In April 2024, Meta introduced Llama 3, its next generation of open-source large language models (LLMs). Initially, the Llama 3 8B and Llama 3 70B models set new performance benchmarks for LLMs of their size. However, within just three months, other models have surpassed these early iterations.
Meta has announced that its largest model, Llama 3, will feature over 400 billion parameters and is currently under training. Today, early benchmarks of the upcoming Llama 3.1 8B, 70B, and 405B models were leaked on the LocalLLaMA subreddit. These benchmarks suggest that the Meta Llama 3.1 405B model could outperform OpenAI’s GPT-4o in several key AI metrics. This development represents a significant milestone for the open-source AI community, potentially marking the first time an open-source model surpasses a state-of-the-art closed-source LLM.
During the Llama 3 launch, Meta emphasized its commitment to the open AI ecosystem:
We’re committed to the continued growth and development of an open AI ecosystem for releasing our models responsibly. We have long believed that openness leads to better, safer products, faster innovation, and a healthier overall market. This is good for Meta, and it is good for society.”
Meta Llama 3.1 Benchmarks
The leaked benchmarks indicate that Meta Llama 3.1 outperforms GPT-4o in several tests, including GSM8K, Hellaswag, BoolQ, MMLU-humanities, MMLU-other, MMLU-STEM, and Winograd. However, it underperforms in the HumanEval and MMLU-social sciences categories.

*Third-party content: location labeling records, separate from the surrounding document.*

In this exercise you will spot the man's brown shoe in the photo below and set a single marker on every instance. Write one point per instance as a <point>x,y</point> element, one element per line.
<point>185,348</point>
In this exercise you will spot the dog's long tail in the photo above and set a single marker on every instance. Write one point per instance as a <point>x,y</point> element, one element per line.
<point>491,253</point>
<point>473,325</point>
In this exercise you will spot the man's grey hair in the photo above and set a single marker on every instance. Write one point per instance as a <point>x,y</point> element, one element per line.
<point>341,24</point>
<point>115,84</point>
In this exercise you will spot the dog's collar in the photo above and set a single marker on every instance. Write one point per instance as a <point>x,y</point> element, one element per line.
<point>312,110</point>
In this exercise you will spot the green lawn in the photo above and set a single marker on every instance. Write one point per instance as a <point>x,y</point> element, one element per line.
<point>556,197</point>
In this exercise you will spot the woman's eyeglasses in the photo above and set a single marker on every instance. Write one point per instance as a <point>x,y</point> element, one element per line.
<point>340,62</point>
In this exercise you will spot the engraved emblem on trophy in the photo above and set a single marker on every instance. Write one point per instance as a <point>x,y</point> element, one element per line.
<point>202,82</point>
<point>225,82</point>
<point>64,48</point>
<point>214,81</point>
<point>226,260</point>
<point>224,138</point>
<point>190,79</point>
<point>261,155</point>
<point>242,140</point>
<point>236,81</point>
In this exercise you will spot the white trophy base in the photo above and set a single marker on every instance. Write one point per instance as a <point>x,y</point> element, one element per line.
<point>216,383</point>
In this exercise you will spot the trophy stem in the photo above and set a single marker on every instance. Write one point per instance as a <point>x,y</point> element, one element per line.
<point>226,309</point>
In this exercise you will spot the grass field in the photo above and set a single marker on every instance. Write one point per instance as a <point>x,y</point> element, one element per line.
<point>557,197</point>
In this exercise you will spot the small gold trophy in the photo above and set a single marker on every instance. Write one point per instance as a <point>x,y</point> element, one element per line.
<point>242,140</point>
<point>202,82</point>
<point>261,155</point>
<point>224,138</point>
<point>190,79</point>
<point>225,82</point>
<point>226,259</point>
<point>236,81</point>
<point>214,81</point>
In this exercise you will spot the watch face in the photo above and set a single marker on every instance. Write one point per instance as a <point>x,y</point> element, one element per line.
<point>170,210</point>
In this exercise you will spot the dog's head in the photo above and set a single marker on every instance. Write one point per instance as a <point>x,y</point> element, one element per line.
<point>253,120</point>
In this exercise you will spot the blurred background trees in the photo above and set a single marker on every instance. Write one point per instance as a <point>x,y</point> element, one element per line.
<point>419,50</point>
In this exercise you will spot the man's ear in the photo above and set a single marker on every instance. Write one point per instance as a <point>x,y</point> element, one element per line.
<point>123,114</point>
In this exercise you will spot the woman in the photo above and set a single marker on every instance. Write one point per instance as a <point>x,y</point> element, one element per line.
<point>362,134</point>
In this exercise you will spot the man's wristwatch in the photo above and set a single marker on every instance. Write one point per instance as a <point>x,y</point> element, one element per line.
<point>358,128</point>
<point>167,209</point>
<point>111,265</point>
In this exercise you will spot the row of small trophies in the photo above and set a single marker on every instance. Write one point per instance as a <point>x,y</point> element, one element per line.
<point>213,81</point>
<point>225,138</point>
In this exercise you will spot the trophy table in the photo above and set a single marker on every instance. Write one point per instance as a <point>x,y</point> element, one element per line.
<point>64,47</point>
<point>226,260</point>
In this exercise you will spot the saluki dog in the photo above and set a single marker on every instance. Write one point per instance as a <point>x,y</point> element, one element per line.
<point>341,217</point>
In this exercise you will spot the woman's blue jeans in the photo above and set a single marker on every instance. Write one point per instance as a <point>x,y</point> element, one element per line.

These results stem from the base models of Llama 3.1. Instruction-tuning could further enhance the model’s performance. The Instruct versions of the Llama 3.1 models are expected to improve these metrics significantly.
While OpenAI’s forthcoming GPT-5, with its anticipated advanced reasoning capabilities, may challenge Llama 3.1’s potential leadership, the strong performance of Llama 3.1 against GPT-4o underscores the potential of open-source AI. This advancement could democratize access to cutting-edge AI technology, fostering faster innovation across the tech industry.